The ruling says syllabi for public schools are intellectual property, not public documents.

Lawsuit was filed by the National Council on Teacher Equality, which was working on a project with "U.S. News & World Report"

Syllabi for public school courses are intellectual property and not public documents, according to a ruling by the Missouri Court of Appeals late last month.

This ruling by the Western District came after the National Council on Teacher Equality (NCTQ) was denied access to University of Missouri course syllabi for a project it was conducting in conjunction with U.S. News & World Report.

Kate Walsh, president of NCTQ, told the Student Press Law Center that her education research and advocacy group was “dismayed and surprised” by the ruling.

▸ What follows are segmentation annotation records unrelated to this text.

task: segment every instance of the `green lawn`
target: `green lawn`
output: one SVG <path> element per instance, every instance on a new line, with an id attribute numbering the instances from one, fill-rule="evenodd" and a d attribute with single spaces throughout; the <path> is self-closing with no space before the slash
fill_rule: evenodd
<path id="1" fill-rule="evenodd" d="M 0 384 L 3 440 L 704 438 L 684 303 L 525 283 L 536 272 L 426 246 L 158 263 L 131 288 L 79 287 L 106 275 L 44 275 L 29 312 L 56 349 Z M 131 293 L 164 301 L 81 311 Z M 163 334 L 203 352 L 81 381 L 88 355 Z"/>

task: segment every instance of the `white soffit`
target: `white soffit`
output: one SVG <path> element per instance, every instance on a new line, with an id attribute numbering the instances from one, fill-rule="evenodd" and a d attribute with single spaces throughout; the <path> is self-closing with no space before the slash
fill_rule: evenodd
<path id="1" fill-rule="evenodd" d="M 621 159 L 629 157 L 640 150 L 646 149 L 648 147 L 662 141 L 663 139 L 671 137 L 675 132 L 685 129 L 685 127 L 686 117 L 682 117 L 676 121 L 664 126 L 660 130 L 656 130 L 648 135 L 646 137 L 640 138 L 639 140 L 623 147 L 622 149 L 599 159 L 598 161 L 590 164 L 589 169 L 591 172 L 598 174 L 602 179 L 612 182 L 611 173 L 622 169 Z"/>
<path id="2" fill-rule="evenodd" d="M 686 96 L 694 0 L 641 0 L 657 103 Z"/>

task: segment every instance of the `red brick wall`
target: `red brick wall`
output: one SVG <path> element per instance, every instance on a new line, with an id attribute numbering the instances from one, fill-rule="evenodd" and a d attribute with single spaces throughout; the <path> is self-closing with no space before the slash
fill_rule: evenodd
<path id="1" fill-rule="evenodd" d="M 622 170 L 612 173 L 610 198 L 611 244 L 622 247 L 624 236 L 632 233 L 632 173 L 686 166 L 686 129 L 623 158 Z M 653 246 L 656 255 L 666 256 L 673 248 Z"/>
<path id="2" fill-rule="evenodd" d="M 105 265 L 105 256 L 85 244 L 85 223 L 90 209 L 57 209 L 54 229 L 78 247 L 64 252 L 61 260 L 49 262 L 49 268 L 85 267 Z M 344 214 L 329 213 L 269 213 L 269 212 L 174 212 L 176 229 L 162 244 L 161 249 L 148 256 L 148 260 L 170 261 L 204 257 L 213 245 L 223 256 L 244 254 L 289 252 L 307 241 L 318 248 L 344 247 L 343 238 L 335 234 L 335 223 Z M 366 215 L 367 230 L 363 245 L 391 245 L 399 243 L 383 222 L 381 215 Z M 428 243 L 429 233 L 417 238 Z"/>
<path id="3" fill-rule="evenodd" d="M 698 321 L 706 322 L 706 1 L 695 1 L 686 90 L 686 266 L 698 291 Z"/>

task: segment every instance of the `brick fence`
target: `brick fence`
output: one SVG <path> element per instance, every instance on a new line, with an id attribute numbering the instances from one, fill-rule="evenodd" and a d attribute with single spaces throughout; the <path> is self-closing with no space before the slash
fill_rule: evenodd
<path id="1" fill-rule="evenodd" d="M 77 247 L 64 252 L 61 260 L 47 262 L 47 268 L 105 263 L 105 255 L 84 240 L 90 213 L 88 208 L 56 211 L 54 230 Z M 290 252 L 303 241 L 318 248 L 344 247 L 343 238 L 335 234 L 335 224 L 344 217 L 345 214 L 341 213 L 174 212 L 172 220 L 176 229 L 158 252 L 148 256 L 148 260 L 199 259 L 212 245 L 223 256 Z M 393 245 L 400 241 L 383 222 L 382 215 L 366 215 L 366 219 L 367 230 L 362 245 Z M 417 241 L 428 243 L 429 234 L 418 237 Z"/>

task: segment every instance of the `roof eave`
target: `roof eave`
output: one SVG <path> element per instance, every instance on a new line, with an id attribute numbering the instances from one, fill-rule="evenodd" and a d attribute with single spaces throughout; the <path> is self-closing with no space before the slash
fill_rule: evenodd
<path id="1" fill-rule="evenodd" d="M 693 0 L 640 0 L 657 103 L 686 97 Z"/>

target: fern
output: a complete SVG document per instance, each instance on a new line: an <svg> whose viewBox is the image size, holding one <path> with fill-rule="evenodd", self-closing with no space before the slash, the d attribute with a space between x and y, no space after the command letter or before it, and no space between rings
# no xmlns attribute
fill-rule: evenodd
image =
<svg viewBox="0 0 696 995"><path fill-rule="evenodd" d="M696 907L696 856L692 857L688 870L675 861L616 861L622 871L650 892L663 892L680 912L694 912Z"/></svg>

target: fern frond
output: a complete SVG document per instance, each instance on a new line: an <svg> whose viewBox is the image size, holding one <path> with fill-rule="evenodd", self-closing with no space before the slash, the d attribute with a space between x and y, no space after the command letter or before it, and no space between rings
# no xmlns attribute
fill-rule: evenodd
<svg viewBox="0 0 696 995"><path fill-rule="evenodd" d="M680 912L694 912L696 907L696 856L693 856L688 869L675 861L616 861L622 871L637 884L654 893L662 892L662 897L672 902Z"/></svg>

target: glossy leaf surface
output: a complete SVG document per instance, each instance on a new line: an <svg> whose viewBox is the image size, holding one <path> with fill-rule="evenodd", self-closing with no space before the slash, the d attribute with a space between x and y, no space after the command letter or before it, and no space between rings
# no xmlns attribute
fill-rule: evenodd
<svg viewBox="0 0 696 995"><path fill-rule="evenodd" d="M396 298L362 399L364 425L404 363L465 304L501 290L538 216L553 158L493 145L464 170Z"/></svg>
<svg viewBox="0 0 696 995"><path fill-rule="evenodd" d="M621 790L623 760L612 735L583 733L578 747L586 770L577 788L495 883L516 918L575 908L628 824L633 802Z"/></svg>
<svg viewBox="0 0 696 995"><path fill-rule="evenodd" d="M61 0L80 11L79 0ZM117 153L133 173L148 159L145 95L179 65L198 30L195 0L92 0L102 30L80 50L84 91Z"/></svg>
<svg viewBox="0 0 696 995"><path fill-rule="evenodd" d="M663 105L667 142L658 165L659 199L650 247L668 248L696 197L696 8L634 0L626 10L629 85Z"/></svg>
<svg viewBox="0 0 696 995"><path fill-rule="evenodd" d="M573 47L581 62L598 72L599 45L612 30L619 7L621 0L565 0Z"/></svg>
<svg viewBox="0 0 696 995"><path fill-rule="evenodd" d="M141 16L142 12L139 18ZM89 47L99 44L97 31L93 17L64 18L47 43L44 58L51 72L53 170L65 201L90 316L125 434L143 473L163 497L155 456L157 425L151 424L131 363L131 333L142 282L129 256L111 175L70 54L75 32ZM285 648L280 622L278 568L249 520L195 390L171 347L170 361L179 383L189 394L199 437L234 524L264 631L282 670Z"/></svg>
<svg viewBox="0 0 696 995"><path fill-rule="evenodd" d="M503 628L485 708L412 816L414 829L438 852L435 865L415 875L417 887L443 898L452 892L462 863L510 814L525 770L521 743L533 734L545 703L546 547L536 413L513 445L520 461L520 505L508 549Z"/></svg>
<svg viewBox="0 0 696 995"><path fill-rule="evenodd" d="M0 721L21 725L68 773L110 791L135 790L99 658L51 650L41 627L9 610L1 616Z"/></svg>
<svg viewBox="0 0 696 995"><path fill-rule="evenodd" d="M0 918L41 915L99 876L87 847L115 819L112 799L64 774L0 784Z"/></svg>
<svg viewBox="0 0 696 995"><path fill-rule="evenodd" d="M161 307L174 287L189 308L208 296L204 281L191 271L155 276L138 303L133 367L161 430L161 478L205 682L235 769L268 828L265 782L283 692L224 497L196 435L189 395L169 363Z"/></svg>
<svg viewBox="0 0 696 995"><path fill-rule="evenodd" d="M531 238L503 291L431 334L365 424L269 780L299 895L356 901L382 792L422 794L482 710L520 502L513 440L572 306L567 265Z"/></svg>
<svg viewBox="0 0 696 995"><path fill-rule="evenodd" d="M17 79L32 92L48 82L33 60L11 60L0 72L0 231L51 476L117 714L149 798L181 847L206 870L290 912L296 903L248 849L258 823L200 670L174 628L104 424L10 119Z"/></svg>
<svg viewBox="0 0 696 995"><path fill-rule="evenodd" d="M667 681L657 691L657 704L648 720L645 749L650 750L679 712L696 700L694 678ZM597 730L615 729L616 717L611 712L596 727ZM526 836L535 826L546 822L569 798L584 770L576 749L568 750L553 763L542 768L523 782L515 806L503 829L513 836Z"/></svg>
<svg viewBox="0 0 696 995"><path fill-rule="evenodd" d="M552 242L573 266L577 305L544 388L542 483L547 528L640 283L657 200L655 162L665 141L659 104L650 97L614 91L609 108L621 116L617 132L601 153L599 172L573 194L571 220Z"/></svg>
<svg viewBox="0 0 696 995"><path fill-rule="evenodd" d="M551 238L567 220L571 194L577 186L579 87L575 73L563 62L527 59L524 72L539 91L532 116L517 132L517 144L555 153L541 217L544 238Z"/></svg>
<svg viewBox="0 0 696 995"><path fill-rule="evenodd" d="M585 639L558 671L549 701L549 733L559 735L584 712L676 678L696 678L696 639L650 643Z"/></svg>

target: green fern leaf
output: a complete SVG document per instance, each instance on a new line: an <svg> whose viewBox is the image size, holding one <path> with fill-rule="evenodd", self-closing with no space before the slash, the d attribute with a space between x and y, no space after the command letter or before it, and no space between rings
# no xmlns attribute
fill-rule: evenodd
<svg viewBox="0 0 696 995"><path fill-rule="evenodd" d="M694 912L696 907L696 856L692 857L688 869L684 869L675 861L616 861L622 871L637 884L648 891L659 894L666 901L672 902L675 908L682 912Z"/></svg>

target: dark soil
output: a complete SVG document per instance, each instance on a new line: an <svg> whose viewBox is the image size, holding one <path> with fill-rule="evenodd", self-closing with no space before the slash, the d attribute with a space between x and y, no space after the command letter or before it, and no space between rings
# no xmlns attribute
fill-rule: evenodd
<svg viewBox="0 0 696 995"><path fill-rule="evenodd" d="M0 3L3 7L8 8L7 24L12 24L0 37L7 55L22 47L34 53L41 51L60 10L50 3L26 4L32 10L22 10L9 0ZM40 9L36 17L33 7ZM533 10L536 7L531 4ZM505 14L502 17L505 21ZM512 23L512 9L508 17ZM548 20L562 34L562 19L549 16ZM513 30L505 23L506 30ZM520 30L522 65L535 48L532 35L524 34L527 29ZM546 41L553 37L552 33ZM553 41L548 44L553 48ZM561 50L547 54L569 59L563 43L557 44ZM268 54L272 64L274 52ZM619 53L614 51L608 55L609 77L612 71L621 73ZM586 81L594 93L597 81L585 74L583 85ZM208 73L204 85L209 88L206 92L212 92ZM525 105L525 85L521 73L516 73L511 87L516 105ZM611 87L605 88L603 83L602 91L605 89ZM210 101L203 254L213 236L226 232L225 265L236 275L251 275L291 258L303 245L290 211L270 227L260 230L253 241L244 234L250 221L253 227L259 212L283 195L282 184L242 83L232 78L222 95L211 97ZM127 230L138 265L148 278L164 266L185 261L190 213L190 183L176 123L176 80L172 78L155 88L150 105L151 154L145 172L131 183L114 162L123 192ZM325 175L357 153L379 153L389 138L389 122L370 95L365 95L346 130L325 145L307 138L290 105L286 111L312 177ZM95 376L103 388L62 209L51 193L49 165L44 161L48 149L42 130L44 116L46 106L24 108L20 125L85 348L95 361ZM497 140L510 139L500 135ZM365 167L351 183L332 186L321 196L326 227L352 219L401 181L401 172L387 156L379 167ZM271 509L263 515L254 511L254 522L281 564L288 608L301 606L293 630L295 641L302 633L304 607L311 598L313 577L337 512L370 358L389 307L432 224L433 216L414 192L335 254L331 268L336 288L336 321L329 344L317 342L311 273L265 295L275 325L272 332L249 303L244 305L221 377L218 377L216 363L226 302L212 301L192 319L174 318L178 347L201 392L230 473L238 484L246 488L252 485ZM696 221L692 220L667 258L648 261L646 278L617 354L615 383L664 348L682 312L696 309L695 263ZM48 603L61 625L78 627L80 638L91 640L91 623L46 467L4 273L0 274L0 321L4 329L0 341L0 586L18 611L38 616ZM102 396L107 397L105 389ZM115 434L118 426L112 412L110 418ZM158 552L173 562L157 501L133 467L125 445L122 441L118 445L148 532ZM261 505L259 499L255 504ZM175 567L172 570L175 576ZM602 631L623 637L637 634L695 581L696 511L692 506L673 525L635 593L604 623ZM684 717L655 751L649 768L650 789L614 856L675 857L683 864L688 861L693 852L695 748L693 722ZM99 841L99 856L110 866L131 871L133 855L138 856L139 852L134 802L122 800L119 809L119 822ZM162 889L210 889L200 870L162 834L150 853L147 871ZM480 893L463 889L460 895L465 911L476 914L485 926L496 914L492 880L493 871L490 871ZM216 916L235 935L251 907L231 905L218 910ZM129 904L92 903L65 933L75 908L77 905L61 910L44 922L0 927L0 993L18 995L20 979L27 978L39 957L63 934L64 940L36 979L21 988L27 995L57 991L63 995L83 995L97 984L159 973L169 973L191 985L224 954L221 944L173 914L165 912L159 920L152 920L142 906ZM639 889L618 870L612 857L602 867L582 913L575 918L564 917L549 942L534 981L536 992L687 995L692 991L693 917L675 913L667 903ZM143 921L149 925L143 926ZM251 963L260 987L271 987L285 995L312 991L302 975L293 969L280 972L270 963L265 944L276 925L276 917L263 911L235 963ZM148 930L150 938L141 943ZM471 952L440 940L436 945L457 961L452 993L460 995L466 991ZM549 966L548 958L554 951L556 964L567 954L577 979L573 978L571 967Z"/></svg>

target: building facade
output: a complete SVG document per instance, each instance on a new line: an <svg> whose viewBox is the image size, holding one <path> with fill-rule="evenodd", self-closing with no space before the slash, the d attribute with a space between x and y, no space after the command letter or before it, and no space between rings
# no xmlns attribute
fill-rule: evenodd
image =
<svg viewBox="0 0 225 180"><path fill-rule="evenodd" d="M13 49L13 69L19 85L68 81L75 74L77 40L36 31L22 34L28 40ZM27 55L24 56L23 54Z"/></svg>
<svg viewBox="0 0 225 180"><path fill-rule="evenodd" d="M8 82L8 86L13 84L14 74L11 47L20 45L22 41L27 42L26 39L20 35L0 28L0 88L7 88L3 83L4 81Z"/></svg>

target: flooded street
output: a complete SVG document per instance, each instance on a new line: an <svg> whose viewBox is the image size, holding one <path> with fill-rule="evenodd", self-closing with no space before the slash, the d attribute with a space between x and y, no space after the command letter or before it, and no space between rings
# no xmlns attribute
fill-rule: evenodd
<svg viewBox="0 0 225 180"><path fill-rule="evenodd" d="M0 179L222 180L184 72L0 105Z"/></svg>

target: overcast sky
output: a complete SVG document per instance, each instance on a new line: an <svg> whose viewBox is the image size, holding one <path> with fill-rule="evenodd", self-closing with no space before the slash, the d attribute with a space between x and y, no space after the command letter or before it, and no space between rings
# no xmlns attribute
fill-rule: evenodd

The ruling, if upheld, may create a dangerous precedent: all published documents can be denied from public view by simply having the employee claim personal ownership rights to the materials in question, according to Kate Walsh, president of the NCTQ.

This, however, is not the first time the University of Missouri has been protective of its faculty. UM’s Office of the Provost says that, for the sake of “the sanctity of classroom discussion,” students may only record a class with a professor’s permission or as part of an accommodation for disabilities. In either situation, students are forbidden from disseminating their recordings without the permission of the professor and students who are recorded. Students who do so are subject to discipline.

Walsh says the legal battle is all about transparency.

“I think that the arguments that we were putting forward are arguments that are in the best interest of public transparency, and anyone who believes that government has an obligation to be transparent would identify with our line of reasoning."